* Funds flowing back into markets such as India
* States must reform, rely less on foreign capital
* Governments reform during crises, ease off afterwards
By Natsuko Waki
LONDON, April 4 (Reuters) - A tentative recovery in emerging markets may paradoxically disappoint some investors who had hoped a sell-off earlier this year would push governments into making reforms to stimulate longer-term economic growth.
Higher asset prices and a return of portfolio investment flowing into countries such as India may mask the urgency for emerging economies to reduce their reliance on foreign capital and improve productivity at home.
Following an exodus of investors during most of the first quarter, emerging stocks are on track for a third consecutive week of gains. Emerging dollar debt has outperformed U.S. Treasuries and global corporate bonds so far this year as cheap valuations attract investors looking for a bargain.
While investors would normally welcome such gains, they believe reforms are vital for achieving lasting economic growth that can buoy markets in the longer term. Governments, however, tend to take action that might be unpopular with voters only during a crisis - and then ease off once it is over, they say.
“(Politicians) generally do the right thing after they’ve exhausted all the other measures. People reform under pressure, and they get lazy again,” said Austin Forey, investment manager at JP Morgan Emerging Markets Trust.

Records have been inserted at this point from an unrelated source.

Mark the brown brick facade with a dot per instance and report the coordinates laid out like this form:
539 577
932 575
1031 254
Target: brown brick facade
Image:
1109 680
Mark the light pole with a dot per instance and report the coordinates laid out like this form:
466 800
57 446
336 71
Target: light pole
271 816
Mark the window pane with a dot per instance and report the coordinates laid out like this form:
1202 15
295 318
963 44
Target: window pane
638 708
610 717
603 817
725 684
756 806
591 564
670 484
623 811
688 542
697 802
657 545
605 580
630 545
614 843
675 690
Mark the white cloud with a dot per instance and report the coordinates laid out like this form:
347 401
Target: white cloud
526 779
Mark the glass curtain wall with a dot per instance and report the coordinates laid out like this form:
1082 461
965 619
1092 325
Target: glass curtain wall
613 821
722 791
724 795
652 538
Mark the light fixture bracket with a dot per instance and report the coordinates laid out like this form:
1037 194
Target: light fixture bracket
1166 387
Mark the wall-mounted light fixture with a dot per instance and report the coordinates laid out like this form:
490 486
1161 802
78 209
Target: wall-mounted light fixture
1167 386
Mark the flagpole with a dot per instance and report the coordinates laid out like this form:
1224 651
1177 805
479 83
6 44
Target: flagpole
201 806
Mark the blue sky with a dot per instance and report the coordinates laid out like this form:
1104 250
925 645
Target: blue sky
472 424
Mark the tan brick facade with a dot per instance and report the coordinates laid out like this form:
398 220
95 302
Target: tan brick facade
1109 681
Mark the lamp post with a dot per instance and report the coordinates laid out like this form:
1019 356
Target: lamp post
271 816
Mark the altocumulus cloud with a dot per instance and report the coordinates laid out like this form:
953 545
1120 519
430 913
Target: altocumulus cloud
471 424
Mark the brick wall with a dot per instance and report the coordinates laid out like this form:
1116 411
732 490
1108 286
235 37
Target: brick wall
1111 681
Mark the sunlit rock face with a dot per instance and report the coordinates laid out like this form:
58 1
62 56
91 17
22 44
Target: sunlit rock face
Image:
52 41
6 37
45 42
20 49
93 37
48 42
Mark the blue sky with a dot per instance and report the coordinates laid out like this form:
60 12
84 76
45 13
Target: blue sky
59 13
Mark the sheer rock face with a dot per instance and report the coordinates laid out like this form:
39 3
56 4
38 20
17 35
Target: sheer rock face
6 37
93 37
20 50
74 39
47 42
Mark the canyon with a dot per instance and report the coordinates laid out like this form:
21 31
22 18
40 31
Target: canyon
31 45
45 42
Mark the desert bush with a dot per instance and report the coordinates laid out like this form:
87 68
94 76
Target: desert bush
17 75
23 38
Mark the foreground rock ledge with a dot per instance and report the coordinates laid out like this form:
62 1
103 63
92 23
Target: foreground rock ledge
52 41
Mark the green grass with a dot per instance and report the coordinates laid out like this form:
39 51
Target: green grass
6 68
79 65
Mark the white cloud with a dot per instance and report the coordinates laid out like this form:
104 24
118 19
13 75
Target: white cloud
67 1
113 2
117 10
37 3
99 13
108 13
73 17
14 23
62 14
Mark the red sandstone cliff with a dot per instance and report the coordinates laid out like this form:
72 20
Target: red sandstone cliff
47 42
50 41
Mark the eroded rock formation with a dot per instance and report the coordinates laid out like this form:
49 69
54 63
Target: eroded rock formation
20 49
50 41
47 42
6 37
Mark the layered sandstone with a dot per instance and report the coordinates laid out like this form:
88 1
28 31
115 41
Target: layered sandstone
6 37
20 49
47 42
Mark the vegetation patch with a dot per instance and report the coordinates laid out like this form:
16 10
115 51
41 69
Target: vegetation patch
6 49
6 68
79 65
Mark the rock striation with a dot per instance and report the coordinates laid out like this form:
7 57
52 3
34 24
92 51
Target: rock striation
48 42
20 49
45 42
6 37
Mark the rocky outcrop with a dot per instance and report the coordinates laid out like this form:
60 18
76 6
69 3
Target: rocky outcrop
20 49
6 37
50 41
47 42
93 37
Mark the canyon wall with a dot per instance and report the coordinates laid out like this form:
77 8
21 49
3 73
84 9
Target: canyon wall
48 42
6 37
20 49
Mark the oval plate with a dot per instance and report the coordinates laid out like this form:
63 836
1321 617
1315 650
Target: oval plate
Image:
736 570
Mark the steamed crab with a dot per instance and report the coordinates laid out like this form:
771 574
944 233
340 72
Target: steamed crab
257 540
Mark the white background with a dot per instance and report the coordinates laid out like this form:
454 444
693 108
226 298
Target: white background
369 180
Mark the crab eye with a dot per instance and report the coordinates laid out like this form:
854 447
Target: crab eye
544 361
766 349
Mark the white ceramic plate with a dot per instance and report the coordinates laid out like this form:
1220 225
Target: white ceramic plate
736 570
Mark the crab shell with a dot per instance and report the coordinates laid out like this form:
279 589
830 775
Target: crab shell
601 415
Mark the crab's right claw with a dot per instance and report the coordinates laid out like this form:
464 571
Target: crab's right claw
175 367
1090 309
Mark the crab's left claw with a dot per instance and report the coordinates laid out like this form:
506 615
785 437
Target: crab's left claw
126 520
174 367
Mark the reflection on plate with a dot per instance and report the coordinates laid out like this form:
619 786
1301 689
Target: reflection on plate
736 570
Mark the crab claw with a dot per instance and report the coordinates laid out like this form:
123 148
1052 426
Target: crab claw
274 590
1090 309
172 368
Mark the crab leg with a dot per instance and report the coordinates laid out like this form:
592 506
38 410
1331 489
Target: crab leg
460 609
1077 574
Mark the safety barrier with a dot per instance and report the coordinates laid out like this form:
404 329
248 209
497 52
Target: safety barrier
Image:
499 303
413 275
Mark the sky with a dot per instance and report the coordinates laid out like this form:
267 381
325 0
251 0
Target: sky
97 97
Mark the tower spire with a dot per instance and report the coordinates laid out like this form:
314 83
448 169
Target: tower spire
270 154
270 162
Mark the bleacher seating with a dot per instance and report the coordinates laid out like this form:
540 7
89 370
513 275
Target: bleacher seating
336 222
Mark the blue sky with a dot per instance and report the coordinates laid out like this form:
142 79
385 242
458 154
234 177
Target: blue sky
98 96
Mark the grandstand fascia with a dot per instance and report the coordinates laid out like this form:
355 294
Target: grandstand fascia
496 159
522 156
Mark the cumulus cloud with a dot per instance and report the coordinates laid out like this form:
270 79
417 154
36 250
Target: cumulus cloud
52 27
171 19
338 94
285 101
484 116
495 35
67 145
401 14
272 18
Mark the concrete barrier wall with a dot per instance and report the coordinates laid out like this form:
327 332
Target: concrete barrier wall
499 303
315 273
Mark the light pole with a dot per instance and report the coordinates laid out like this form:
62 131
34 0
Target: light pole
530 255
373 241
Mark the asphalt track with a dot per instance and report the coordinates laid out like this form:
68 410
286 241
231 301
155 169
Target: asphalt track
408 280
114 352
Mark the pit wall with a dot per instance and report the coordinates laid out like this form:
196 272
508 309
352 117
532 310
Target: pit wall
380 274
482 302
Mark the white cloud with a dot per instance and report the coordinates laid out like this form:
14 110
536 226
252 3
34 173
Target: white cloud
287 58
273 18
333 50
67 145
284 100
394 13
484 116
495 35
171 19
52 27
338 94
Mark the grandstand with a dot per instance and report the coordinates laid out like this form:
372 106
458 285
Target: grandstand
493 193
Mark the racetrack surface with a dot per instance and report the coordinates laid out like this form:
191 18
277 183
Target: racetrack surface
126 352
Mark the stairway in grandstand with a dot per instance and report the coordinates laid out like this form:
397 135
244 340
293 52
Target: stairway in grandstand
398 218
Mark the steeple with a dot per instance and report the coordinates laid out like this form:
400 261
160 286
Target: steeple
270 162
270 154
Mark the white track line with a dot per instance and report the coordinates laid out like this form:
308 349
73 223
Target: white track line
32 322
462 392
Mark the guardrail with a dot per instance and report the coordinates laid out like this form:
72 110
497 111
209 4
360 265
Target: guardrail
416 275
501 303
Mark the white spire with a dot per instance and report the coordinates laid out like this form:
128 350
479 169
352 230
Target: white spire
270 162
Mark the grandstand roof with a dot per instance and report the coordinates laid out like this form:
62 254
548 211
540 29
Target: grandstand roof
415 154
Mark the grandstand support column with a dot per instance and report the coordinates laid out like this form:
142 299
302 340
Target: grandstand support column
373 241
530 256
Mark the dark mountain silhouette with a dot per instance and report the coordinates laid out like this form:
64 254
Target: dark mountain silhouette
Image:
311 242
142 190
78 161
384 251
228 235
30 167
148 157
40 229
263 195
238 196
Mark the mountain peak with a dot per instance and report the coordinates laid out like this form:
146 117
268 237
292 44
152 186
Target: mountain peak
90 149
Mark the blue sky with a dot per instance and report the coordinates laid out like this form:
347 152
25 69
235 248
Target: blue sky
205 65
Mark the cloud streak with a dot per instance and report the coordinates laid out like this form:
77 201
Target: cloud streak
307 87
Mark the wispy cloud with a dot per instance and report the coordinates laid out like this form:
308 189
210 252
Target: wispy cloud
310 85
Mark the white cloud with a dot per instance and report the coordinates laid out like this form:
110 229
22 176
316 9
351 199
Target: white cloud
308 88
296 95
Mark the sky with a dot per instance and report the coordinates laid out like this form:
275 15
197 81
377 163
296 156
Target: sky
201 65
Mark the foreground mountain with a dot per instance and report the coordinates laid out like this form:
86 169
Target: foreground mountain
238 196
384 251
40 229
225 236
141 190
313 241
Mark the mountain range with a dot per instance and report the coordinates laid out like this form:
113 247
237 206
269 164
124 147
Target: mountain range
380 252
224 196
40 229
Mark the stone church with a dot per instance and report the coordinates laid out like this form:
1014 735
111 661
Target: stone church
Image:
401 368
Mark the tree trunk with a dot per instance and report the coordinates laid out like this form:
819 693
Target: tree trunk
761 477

There is evidence that some of the riskiest economies, such as Ecuador, Pakistan and even Ukraine, aim to borrow again as market conditions improve despite the absence of significant economic reforms.
But governments cannot afford to slow down on measures such as diversifying economies that rely too heavily on commodity production, encouraging citizens to save more, loosening labour laws and scrapping costly price subsidies.
In the last few years, investors poured into emerging markets in search of better returns after the Federal Reserve drove down U.S. debt yields to stimulate the domestic economy.
However, the Fed is expected to scrap its main tool in this policy, buying bonds, this year and raise official interest rates in 2015, attracting investors back to U.S. markets.
Current gains on emerging markets appear fragile and remain modest compared with the earlier losses.
“The recovery we’ve seen is just a fraction of the sell-off and it’s more tactical. No one is thinking beyond three months on their horizon,” said Salman Ahmed, global fixed income strategist at Lombard Odier Investment Managers.
“For the next phase of foreign inflows ... you have to see an uptick in growth and it will not come from abroad. How do you generate domestic growth? Either you consume more by borrowing or increase productivity with reforms. The choice is very clear.”
Three countries with Caa1 credit ratings from Moody’s agency are looking to issue bonds..
Ecuador, which defaulted on its foreign debt in 1999 and again in 2008, begins meeting investors on Friday on raising up to $1 billion. Pakistan also wants to borrow dollars and even Ukraine hopes to tap the market, despite the dire state of its economy and Russia’s annexation of Crimea region.
“If you want things to be good in the future for emerging markets, then that may not work out if things are too good in the short term,” said Maarten-Jan Bakkum, emerging market strategist at ING Investment Managers. “Pressure has to increase before these people make any changes that will create growth in the future.”
More than $50 billion flowed out of emerging stock and bond funds in the first quarter of 2014 as concerns grew that rising U.S. bond yields would push investors away from higher-risk assets. Slowing growth and falling company profits in emerging economies were also to blame for the exodus.
But investors are returning to certain countries. Indian stocks, for instance, have hit record highs and the rupee is at 8-month peaks as almost $10 billion of foreign capital has flooded in since January.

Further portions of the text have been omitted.